Managing a company’s vehicle fleet can create vast amounts of information, writes Steve Pinchen. Unfortunately, this important task is often neglected even in larger fleets. A dangerous attitude, given that for many businesses the car fleet is second only to payroll in company expenditure. This neglect of fleet management and its delegation to the management periphery can mean insufficient administrative resources are allocated to it.

But help is available in the shape of software packages specifically developed to aid fleet managers in their daily administrative duties.

The software comes in many forms, from large mainframe systems (usually written in-house) which link with many other systems to form an integrated solution, to off-the-shelf PC software which is adaptable to any fleet and simple to use on most desktop computers.

One major headache for any accounts department is tracking and recording of business miles and vehicle list prices, where and when drivers have had what car. Software can retain this information throughout the financial year and provide the total benefit-in-kind calculation for each driver.

Some packages can also report on other taxable benefits, including mobile phones and private health schemes.
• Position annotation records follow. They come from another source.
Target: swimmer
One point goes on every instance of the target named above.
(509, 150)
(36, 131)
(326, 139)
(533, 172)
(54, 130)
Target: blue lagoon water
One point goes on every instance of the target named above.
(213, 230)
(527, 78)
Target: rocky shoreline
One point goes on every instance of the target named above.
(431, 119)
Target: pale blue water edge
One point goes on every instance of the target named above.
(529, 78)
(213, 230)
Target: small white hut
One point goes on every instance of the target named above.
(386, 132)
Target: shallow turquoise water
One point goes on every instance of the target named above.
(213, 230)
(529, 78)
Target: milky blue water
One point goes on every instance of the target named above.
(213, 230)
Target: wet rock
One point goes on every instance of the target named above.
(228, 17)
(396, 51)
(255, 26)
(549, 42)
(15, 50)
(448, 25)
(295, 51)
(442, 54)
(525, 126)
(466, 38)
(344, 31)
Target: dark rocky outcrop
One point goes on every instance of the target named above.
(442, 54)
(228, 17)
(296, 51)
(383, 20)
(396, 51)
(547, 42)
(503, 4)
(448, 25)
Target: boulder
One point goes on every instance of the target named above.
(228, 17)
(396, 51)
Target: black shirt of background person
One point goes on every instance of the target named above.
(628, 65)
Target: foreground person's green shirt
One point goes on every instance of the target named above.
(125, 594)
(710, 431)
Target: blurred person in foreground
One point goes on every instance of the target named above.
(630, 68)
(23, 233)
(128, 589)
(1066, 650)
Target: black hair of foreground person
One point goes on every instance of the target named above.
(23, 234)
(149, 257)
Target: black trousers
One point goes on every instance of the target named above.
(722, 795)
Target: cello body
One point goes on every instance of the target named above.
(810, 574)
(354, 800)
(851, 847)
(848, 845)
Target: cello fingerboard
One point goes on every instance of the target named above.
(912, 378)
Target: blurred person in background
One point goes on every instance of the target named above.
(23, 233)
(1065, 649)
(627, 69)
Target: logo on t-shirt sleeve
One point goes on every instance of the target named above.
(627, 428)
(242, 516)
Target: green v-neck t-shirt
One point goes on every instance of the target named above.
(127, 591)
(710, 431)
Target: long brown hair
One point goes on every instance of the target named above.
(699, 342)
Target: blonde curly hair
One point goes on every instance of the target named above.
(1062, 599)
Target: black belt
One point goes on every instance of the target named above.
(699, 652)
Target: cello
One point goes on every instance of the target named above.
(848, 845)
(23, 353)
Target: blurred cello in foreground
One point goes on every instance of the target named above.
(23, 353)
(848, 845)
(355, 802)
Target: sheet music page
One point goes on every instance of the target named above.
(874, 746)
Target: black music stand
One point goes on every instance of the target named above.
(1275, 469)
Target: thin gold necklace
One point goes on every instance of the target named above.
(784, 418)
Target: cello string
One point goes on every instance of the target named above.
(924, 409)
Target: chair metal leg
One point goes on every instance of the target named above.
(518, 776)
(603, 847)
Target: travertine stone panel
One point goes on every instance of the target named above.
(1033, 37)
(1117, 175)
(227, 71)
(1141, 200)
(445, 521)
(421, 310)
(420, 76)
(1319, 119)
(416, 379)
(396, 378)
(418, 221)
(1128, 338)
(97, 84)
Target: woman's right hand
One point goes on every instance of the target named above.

The same software can also fulfill other legislative functions such as NIC calculations and the P46 (car) report – a list produced at least every quarter which details changes to the fleet, for example, new starters, leavers and change of vehicles.

Information on fuel and mileage can also be automated if the company uses fuel or agency cards to pay for fuel. Most if not all of these companies will provide this information electronically every month either instead of or as well as hard copy lists. The data is then imported into the package, giving not only fuel information but also mileage data, enabling easy calculation of fuel consumption. Rogue vehicles and/or drivers can also be highlighted along with replacement vehicle forecasts and budgeting information.
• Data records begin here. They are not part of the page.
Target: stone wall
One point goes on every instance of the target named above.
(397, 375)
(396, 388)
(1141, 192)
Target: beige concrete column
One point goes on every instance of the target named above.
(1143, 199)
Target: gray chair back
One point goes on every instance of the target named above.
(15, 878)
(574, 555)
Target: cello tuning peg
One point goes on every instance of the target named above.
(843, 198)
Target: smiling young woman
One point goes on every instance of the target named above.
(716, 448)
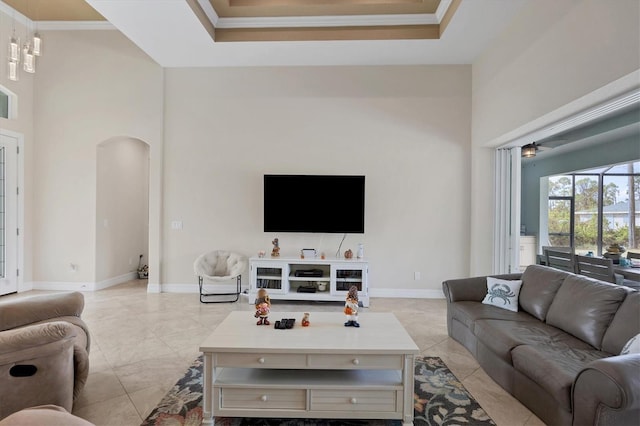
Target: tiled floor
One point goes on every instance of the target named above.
(142, 343)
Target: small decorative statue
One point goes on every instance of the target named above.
(351, 307)
(276, 248)
(263, 307)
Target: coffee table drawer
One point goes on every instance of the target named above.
(350, 362)
(355, 400)
(274, 399)
(246, 360)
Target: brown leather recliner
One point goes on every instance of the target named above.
(44, 351)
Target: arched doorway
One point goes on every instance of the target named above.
(122, 210)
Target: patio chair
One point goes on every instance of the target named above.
(560, 258)
(215, 268)
(598, 268)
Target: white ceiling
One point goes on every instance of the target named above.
(170, 33)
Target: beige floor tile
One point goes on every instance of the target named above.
(145, 400)
(162, 371)
(504, 409)
(101, 386)
(118, 411)
(147, 348)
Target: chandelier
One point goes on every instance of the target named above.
(25, 53)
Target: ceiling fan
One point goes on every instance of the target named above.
(529, 150)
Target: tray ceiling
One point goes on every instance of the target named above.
(187, 33)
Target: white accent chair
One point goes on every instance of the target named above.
(217, 267)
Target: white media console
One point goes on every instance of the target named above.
(314, 279)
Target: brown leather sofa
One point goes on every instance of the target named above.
(44, 351)
(559, 354)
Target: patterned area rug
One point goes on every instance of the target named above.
(439, 399)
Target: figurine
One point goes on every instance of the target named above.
(276, 248)
(263, 307)
(351, 307)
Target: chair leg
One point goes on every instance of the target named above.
(204, 295)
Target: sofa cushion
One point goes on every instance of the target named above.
(501, 337)
(539, 286)
(585, 307)
(625, 324)
(632, 346)
(502, 294)
(469, 312)
(554, 368)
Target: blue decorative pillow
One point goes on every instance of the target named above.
(503, 293)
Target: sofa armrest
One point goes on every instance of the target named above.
(20, 312)
(472, 289)
(607, 391)
(30, 338)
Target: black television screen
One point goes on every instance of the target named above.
(314, 203)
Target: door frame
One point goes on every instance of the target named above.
(19, 137)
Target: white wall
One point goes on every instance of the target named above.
(91, 86)
(407, 129)
(552, 54)
(122, 211)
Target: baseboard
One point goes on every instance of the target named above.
(116, 280)
(406, 293)
(83, 286)
(63, 286)
(380, 292)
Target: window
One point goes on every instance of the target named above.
(593, 209)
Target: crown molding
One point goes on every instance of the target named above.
(209, 11)
(74, 25)
(443, 6)
(14, 14)
(327, 21)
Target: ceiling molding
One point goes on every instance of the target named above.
(328, 21)
(209, 11)
(443, 7)
(74, 25)
(14, 14)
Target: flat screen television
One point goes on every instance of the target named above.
(314, 203)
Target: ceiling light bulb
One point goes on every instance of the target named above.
(29, 59)
(14, 49)
(37, 44)
(13, 71)
(529, 150)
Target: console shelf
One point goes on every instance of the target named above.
(326, 280)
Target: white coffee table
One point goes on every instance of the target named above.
(324, 371)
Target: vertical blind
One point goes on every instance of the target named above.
(506, 238)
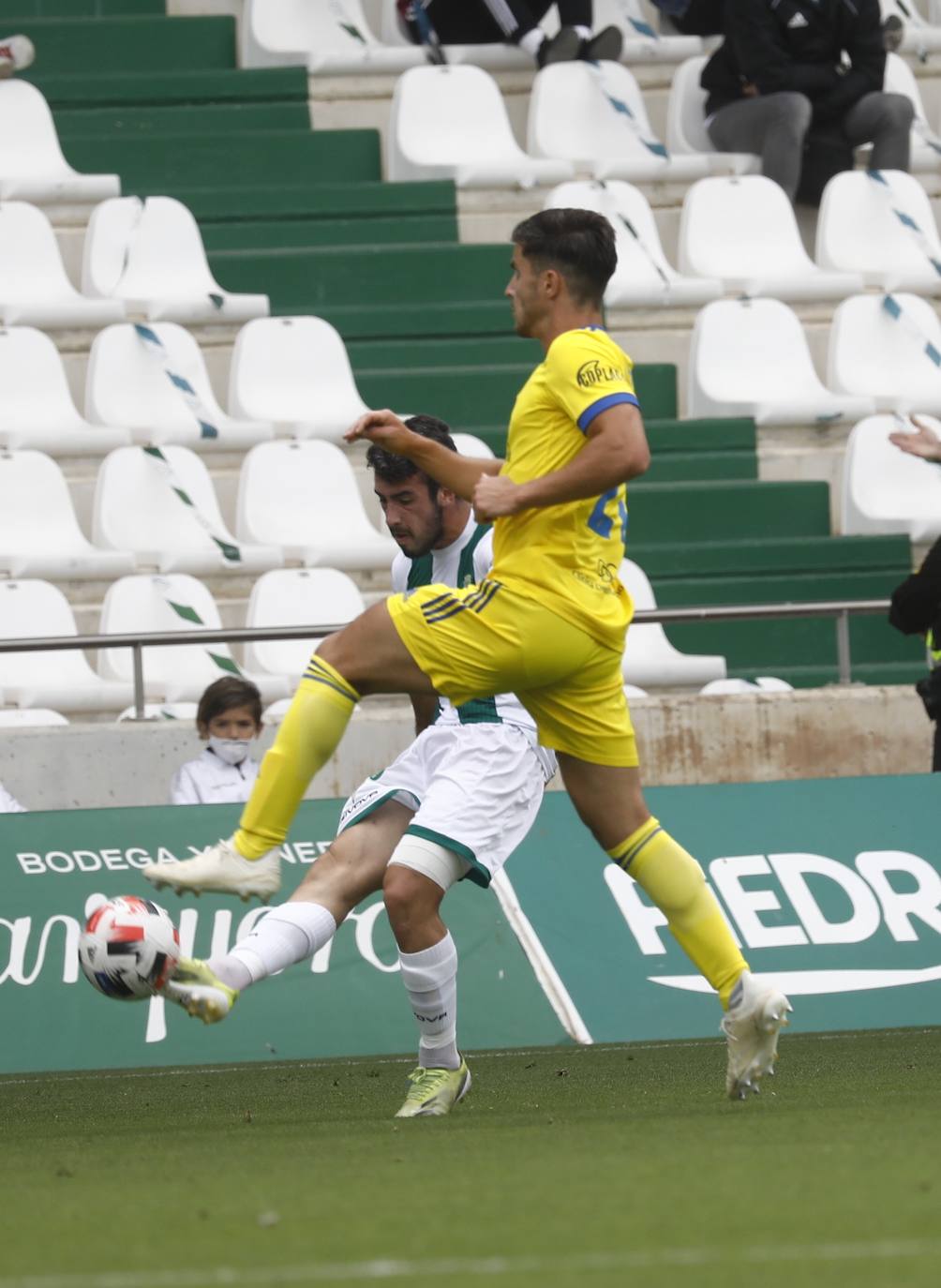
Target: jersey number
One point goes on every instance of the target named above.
(600, 520)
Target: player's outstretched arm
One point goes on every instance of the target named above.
(457, 472)
(616, 451)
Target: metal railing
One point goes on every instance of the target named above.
(840, 609)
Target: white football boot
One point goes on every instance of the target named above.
(757, 1012)
(199, 991)
(220, 870)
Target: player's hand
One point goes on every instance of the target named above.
(924, 442)
(496, 495)
(382, 427)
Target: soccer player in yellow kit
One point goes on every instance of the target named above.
(547, 623)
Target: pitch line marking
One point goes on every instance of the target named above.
(365, 1271)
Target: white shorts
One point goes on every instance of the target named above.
(475, 789)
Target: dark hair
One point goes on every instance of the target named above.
(221, 696)
(578, 244)
(393, 468)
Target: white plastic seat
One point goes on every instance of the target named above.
(926, 144)
(37, 409)
(174, 672)
(135, 382)
(888, 348)
(34, 286)
(21, 718)
(686, 133)
(469, 444)
(38, 531)
(148, 252)
(861, 228)
(741, 230)
(644, 276)
(592, 114)
(886, 489)
(303, 496)
(61, 679)
(643, 41)
(166, 516)
(451, 123)
(293, 372)
(31, 162)
(920, 37)
(649, 657)
(751, 358)
(297, 596)
(330, 38)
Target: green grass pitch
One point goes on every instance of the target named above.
(603, 1166)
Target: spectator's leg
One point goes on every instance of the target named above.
(883, 120)
(772, 127)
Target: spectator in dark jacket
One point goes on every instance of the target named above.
(792, 69)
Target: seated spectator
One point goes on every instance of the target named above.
(515, 22)
(9, 804)
(799, 83)
(228, 719)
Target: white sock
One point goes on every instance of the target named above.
(430, 979)
(289, 934)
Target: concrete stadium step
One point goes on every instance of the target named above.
(169, 86)
(165, 164)
(129, 44)
(134, 121)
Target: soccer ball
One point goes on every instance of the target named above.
(129, 948)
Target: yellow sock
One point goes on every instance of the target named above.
(678, 886)
(314, 724)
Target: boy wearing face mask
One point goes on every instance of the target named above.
(228, 718)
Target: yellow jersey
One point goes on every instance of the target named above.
(567, 557)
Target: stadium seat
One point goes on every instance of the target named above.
(686, 134)
(297, 596)
(919, 37)
(154, 381)
(881, 224)
(469, 444)
(649, 658)
(926, 144)
(643, 276)
(303, 496)
(34, 286)
(751, 358)
(31, 162)
(741, 230)
(162, 509)
(295, 374)
(330, 38)
(175, 672)
(644, 43)
(451, 123)
(37, 409)
(888, 350)
(886, 489)
(61, 679)
(592, 116)
(38, 531)
(148, 254)
(21, 718)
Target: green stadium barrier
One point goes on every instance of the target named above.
(130, 44)
(834, 885)
(170, 162)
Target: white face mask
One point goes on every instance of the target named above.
(233, 751)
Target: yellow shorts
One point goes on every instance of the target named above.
(489, 639)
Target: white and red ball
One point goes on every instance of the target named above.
(129, 948)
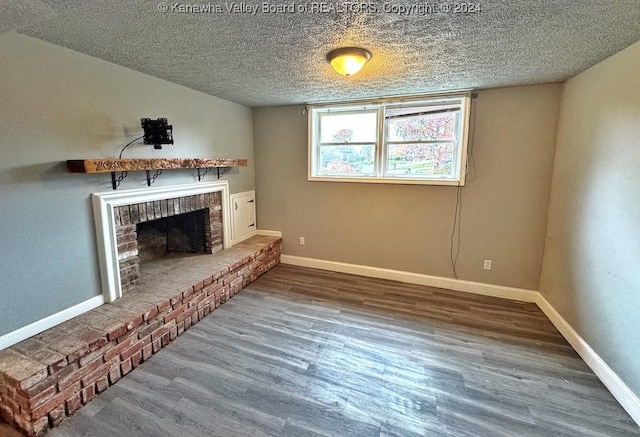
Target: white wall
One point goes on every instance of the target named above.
(56, 104)
(591, 270)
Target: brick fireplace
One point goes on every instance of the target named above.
(118, 216)
(48, 377)
(171, 226)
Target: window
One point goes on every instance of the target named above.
(419, 141)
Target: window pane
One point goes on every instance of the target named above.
(348, 128)
(347, 160)
(413, 160)
(413, 124)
Electronic data is not restricted to fuel. Servicing information can also be tracked in this way, while monitoring organisations such as CAP have begun providing list pricing and residual value data, giving expected sale prices and new vehicle options.

How to fund a fleet is a never-ending debate. Whether to buy, lease or contract hire vehicles is a constant discussion. The merits of each or a combination of all methods also allows room for more specialist packages which cater more closely for this.

Functionally, many software packages will provide the information sought.

What sets the best software apart is ease of use and cost. Most importantly, though is the level of advice and support which is provided to enable businesses to gain the most benefit from what can be a very useful tool in the battle to control company vehicle costs.

Steve Pinchen is sales manager of Fleetlease.